In fact, the fight for freedom of information is an eminently political question. It is perhaps best known on the left in its formulation in Trotsky’s Transitional programme - “open the books”:
“Workers no less than capitalists have the right to know the ‘secrets’ of the factory, of the trust, of the whole branch of industry, of the national economy as a whole ... The immediate tasks of workers’ control should be to explain the debits and credits of society, beginning with individual business undertakings; to determine the actual share of the national income appropriated by individual capitalists and by the exploiters as a whole; to expose the behind-the-scenes deals and swindles of banks and trusts; finally, to reveal to all members of society that unconscionable squandering of human labour which is the result of capitalist anarchy and the naked pursuit of profits.”
Absolutely correct; but Trotsky is guilty of a sin of omission. The working class is not only to take control of the economy, but of the state. Just as business secrets are a form of capitalist control over production, state secrets are a form of capitalist control over politics. The central, overriding aim of the revolution is to overthrow that control, and take state power into the hands of the working class, as a prerequisite to the substantial transformation of capitalist into socialist production.

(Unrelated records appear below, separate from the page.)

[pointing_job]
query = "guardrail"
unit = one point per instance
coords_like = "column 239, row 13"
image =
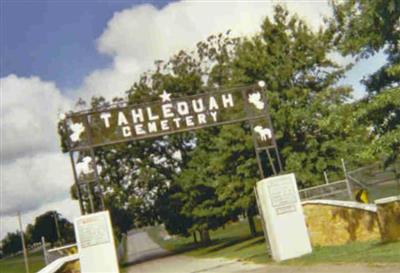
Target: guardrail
column 57, row 264
column 335, row 189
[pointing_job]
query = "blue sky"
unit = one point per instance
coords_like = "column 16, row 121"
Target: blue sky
column 54, row 51
column 56, row 40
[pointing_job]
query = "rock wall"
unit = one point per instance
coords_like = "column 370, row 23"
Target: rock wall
column 332, row 222
column 389, row 218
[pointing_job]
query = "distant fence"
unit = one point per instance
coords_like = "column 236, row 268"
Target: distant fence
column 335, row 190
column 53, row 254
column 379, row 180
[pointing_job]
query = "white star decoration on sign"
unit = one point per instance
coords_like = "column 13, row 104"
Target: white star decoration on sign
column 84, row 167
column 77, row 129
column 265, row 133
column 255, row 99
column 165, row 96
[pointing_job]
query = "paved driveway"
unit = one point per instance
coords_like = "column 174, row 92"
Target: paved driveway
column 141, row 248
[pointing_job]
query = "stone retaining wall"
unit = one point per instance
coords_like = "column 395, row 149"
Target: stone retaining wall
column 332, row 222
column 389, row 218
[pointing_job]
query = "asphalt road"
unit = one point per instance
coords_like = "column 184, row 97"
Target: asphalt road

The consequence is unavoidable - Marxists must fight for the state to ‘open the books’ just as much as the individual capitalist firm. Just as the abolition of ‘business secrets’ is a major goal for control of the workplace, the fight against official secrets is an elementary aspect of the struggle for democracy. The ostentatious scoops of Wikileaks make for illuminating reading, to be sure - but the battle remains to be won for the principle that we should be able to monitor the wheeler-dealing of the state.